Determining the Optimal Number of Beds for Hospital Wards with the Help of Simulations
Jun 2018 ~ BSc Course "Project Business Analytics 2"
Length: 1mo (at 0.5 FTE)
Software: Microsoft Excel (Crystal Ball add-in)
Data: Number of arrivals, the average length of stay, and the number of
admissions recorded per period
Problem description:
The number of beds available on a ward can be regarded as a maximum level for the number of patients.
On the one hand, if beds are removed, money is saved, but the rejection rate increases as fewer
places are available. On the other hand, more beds imply higher costs. However, this also
means that it is more likely that patients in need of medical help will not be declined due
to lack of space
Approach:
Created a model that can simulate the number of patients in the ward after a certain number
of periods, based on the arrival rate and the discharging probability, which were modeled as
Poisson and Binomial distributions, respectively. Then, Crystal Ball was used to simulate the
entire scenario a large number of times, computing the average occupation and blocking rates.
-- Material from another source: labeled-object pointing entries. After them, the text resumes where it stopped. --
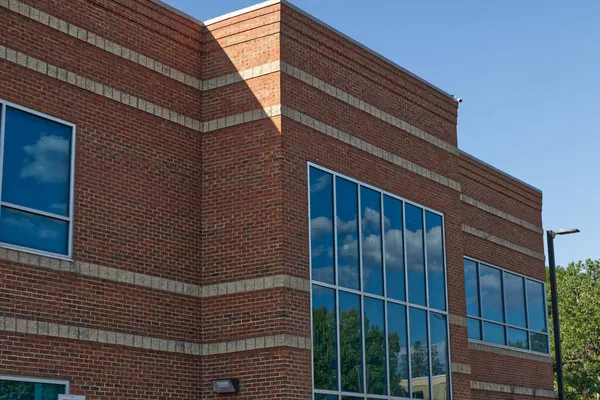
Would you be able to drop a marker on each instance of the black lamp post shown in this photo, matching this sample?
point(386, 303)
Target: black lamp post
point(550, 235)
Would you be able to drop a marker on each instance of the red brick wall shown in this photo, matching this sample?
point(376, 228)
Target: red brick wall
point(154, 197)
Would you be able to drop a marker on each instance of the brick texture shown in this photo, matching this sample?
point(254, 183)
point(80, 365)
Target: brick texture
point(190, 244)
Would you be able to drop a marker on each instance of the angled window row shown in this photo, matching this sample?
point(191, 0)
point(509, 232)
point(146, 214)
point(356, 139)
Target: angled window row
point(504, 308)
point(380, 326)
point(36, 185)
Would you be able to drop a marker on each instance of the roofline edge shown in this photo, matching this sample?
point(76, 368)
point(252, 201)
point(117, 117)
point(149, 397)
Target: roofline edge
point(462, 152)
point(318, 21)
point(178, 12)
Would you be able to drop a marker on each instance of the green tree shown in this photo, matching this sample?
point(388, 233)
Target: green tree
point(324, 342)
point(579, 311)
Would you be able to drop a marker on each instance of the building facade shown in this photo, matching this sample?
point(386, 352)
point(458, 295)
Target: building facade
point(254, 197)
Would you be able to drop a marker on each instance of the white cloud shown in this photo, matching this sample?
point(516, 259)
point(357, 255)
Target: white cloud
point(27, 226)
point(47, 160)
point(322, 182)
point(320, 226)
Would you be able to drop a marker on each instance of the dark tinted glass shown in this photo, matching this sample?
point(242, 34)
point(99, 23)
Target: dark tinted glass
point(370, 204)
point(16, 390)
point(493, 333)
point(539, 342)
point(36, 161)
point(436, 278)
point(347, 233)
point(517, 338)
point(324, 338)
point(472, 288)
point(321, 225)
point(514, 295)
point(491, 293)
point(375, 346)
point(33, 231)
point(394, 248)
point(414, 254)
point(325, 397)
point(439, 356)
point(398, 350)
point(536, 306)
point(419, 353)
point(350, 343)
point(474, 327)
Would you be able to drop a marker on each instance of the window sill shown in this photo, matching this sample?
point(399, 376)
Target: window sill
point(509, 351)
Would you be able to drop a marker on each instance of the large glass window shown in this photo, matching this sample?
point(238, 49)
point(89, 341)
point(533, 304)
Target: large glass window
point(380, 326)
point(504, 308)
point(17, 388)
point(36, 154)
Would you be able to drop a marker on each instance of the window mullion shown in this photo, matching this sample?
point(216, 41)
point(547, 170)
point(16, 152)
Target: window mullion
point(362, 287)
point(2, 132)
point(405, 266)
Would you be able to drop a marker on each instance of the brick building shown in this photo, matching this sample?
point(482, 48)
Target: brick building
point(180, 202)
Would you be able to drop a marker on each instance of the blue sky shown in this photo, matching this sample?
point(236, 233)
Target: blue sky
point(527, 71)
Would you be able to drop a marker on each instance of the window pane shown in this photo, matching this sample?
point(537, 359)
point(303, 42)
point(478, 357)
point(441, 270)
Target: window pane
point(33, 231)
point(419, 353)
point(491, 293)
point(350, 343)
point(19, 390)
point(414, 254)
point(375, 346)
point(472, 288)
point(439, 356)
point(493, 333)
point(474, 328)
point(324, 338)
point(536, 306)
point(321, 225)
point(347, 233)
point(517, 338)
point(398, 350)
point(370, 204)
point(436, 278)
point(36, 159)
point(394, 248)
point(539, 342)
point(514, 294)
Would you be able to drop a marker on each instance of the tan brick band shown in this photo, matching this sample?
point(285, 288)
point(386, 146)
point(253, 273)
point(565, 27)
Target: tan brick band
point(366, 107)
point(156, 282)
point(502, 242)
point(98, 88)
point(50, 329)
point(499, 213)
point(368, 147)
point(510, 352)
point(498, 387)
point(461, 368)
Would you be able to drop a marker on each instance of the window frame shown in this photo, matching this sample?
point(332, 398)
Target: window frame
point(504, 324)
point(4, 104)
point(37, 380)
point(361, 293)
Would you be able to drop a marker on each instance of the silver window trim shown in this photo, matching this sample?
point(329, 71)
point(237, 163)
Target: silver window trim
point(362, 293)
point(506, 325)
point(37, 380)
point(5, 104)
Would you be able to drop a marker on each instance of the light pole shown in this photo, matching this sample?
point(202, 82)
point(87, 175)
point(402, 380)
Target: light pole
point(550, 235)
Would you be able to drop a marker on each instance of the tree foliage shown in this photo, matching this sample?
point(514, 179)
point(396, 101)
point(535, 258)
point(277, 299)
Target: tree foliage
point(578, 288)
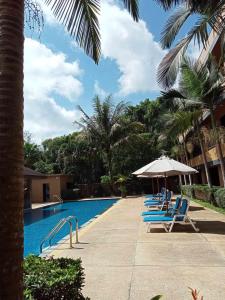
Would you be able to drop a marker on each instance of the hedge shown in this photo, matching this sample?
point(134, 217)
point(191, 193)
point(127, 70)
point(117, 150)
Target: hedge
point(214, 195)
point(220, 197)
point(61, 278)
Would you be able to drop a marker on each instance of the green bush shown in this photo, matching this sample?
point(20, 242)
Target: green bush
point(61, 278)
point(214, 195)
point(187, 190)
point(105, 179)
point(220, 197)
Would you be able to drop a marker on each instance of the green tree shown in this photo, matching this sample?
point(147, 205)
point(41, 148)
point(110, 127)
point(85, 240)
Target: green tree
point(210, 16)
point(201, 87)
point(32, 152)
point(80, 19)
point(107, 128)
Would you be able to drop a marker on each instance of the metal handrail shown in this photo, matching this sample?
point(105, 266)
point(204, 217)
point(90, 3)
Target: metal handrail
point(59, 198)
point(58, 227)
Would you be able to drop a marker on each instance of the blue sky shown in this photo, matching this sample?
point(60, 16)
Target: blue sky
point(59, 76)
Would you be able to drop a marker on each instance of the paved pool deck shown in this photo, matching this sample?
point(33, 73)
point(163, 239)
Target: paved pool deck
point(124, 262)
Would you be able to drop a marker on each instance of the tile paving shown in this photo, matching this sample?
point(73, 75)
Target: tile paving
point(124, 262)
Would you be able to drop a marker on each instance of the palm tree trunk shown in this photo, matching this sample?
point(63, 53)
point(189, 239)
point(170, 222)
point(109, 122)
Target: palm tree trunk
point(186, 159)
point(11, 148)
point(109, 163)
point(204, 156)
point(218, 145)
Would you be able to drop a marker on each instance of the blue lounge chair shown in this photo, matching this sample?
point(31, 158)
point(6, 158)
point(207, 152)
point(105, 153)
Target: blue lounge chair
point(155, 196)
point(165, 198)
point(168, 222)
point(171, 210)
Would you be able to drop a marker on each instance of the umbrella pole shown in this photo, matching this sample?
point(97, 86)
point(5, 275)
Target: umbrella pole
point(158, 184)
point(166, 194)
point(152, 186)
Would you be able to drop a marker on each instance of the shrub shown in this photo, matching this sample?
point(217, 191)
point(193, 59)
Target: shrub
point(220, 197)
point(187, 190)
point(61, 278)
point(105, 179)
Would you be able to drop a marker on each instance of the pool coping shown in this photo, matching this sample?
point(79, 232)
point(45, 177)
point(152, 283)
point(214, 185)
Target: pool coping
point(85, 227)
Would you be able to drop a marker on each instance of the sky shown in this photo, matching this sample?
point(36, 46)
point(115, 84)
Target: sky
point(58, 75)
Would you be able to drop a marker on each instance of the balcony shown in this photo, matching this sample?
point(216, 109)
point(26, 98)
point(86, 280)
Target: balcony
point(211, 155)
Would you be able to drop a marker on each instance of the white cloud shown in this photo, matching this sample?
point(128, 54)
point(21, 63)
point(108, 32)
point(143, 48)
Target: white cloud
point(48, 14)
point(98, 90)
point(133, 48)
point(48, 76)
point(194, 50)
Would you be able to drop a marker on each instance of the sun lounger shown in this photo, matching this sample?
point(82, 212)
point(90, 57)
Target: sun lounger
point(168, 221)
point(171, 210)
point(165, 198)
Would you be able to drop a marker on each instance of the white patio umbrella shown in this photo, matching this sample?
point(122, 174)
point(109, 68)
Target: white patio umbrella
point(152, 176)
point(165, 166)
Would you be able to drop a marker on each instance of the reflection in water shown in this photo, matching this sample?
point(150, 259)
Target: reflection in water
point(40, 214)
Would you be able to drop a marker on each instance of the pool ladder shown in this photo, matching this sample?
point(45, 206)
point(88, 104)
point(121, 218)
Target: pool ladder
point(57, 228)
point(59, 198)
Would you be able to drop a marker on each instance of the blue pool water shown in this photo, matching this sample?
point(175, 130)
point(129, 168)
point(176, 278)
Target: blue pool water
point(39, 222)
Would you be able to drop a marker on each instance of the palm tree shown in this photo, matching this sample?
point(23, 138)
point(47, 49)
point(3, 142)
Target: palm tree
point(80, 17)
point(211, 15)
point(201, 87)
point(107, 128)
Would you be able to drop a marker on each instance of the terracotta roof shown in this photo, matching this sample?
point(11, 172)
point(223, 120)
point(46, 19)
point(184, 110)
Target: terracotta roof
point(30, 172)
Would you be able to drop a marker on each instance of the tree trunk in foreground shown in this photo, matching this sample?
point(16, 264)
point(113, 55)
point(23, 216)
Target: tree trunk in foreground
point(218, 145)
point(204, 156)
point(11, 148)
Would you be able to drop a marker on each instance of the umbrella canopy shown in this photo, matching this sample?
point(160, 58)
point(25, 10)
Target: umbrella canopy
point(150, 176)
point(165, 166)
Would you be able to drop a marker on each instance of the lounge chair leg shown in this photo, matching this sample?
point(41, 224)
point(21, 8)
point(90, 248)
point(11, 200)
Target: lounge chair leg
point(192, 224)
point(165, 227)
point(171, 226)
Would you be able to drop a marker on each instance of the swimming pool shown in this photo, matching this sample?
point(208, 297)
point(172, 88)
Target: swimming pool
point(38, 222)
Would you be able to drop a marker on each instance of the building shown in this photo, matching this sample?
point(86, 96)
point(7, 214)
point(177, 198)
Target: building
point(29, 176)
point(40, 188)
point(195, 158)
point(50, 187)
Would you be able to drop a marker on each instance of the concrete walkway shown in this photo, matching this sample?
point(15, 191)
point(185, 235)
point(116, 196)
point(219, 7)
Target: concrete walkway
point(124, 262)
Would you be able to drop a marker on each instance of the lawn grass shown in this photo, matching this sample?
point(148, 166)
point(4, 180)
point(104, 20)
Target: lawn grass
point(209, 205)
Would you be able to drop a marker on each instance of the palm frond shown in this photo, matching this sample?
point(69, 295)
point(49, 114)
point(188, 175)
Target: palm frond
point(171, 94)
point(169, 66)
point(192, 78)
point(173, 25)
point(132, 7)
point(196, 5)
point(80, 17)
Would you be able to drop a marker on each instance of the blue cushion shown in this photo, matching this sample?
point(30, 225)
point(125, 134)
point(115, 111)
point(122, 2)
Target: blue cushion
point(153, 201)
point(153, 204)
point(158, 219)
point(152, 213)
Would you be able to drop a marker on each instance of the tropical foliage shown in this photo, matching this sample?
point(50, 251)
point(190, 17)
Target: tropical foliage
point(120, 133)
point(210, 15)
Moreover, it was implemented an admission scheme for elective patients and an option that allows a different
number of beds per day to further enhance the outcome of the model.
Results:
The number of beds per ward that satisfies the requirements of the hospital when it comes to
the occupation and blocking rates has been estimated through trial and error using the simulation model.
Furthermore, the improvement strategies have materialized in saving 10.5% of the yearly costs.